How I validate a metric after a backfill
I validate a rebuilt metric with a short backfill note, slice-by-slice comparison, and a published restatement boundary before I republish the dashboard.
Before I rerun a backfill, I write down the slices that should move and the ones that should stay flat. That short note tells me whether the rebuild is correcting history or merely moving numbers around.
When I validate a metric after a backfill, I start with the blast radius, not the total: which months, cohorts, or plans should move, which ones should stay flat, and what I need to explain in the BI release checklist before a dashboard change goes live before the dashboard returns to production.
If metric meaning or row meaning is still fuzzy, a backfill exposes it fast.
Problem
Imagine I fix a billing bug that misclassifies invoice reversals in monthly subscription revenue. The code fix is small. The risky part comes next: I need to backfill the last 90 days and republish finance dashboards that leadership already used in prior reviews.
A 1.8% move in February is not automatically good or bad. The real question is whether the movement lands where I expected. If I cannot say which months, plans, or customer cohorts should change before I start the rebuild, I am not validating a metric. I am rerolling history and hoping the new total looks more credible.
Default approach
- Freeze the metric definition, owner, and grain before I rerun anything.
- Write a short backfill note that names the bug, the date window, the affected tables and dashboards, the expected movers, and the expected non-movers.
- Snapshot the pre-backfill result so I can compare before and after instead of relying on memory, screenshots, or dashboard cache.
- Compare the rebuild by stable slices such as billing month, plan type, or customer cohort, not just the top-line total.
- Investigate two kinds of surprises: slices that moved when they should have stayed flat, and slices that stayed flat when they should have moved.
- Publish the restatement boundary in one short note so downstream users know the rebuilt window, the expected movers, the expected non-movers, and when the rebuilt numbers become final.
That sequence gives me an explanation before I republish anything. It also helps me separate a real metric fix from unrelated model drift.

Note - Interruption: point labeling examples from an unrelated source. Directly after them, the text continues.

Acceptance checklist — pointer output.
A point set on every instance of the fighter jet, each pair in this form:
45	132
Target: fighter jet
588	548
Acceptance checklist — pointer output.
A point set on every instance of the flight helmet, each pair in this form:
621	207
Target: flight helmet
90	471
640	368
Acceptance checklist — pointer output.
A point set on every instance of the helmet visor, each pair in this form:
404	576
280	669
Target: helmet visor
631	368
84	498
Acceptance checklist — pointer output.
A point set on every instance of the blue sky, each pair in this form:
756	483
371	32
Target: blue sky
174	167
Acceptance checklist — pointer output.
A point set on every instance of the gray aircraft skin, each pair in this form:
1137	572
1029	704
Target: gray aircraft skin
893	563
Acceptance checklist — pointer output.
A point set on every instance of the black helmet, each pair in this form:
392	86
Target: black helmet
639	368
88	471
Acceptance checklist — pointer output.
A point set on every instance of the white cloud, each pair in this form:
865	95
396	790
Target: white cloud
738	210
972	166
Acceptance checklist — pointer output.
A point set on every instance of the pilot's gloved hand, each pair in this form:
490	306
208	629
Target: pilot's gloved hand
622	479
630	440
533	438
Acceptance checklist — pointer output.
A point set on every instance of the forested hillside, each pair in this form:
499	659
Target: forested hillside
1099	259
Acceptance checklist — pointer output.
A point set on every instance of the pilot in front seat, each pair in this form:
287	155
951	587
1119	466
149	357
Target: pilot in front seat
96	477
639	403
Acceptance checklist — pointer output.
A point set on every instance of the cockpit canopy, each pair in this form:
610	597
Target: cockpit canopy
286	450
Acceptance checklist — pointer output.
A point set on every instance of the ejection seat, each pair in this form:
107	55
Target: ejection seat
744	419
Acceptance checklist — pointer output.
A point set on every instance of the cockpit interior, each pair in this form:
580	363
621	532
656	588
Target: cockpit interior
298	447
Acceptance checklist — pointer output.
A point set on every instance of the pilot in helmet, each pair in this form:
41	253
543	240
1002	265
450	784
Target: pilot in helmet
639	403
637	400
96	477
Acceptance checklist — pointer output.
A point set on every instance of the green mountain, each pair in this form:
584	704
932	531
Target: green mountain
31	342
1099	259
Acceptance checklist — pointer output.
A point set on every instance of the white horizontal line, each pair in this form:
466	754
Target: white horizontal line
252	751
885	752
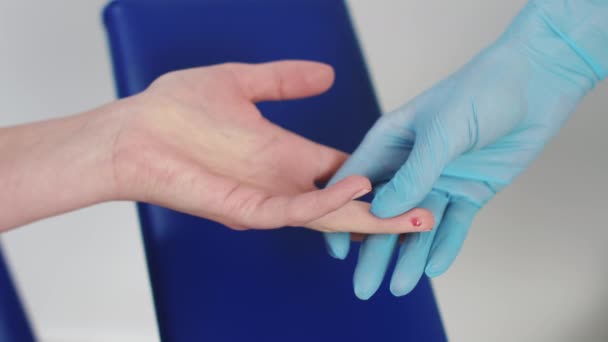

Example: a 90-day revenue backfill
Before I start the rebuild, I want a short note like this:
| Field | Value |
|---|---|
| Metric | subscription_revenue_monthly |
| Owner | finance analytics |
| Grain | one billed_account_id per billing_month |
| Reason for backfill | invoice reversals were excluded from the monthly revenue adjustment logic |
| Backfill window | 2025-08-01 through 2025-10-31 |
| Expected movers | monthly plans with reversal activity customer cohorts billed inside the 90-day window |
| Expected non-movers | annual prepaid plans free plans months before 2025-08 |
| Dashboards affected | finance MRR review monthly retention pack |
Then I compare before and after by a stable slice:
| billing_month | plan_type | revenue_before | revenue_after | delta | expected |
|---|---|---|---|---|---|
| 2025-08 | monthly | 182400 | 190900 | +8500 | yes |
| 2025-08 | annual | 264000 | 264000 | 0 | no |
| 2025-09 | monthly | 188100 | 195700 | +7600 | yes |
| 2025-09 | annual | 271500 | 274900 | +3400 | no |
| 2025-10 | monthly | 191800 | 199600 | +7800 | yes |
| 2025-10 | annual | 279200 | 279200 | 0 | no |
The restatement boundary I want published beside the dashboard is short:
Restatement notice
- rebuilt window: 2025-08-01 through 2025-10-31
- expected movers: monthly plans with reversal activity inside that window
- expected non-movers: annual prepaid plans, free plans, months before 2025-08
- numbers outside this boundary should remain unchanged
- dashboard stays unpublished until unexpected movement is explained
The top-line move is directionally right. The rebuild is still not validated. September annual-plan revenue changed even though annual plans were outside the bug. That one mismatch is enough for me to stop and investigate.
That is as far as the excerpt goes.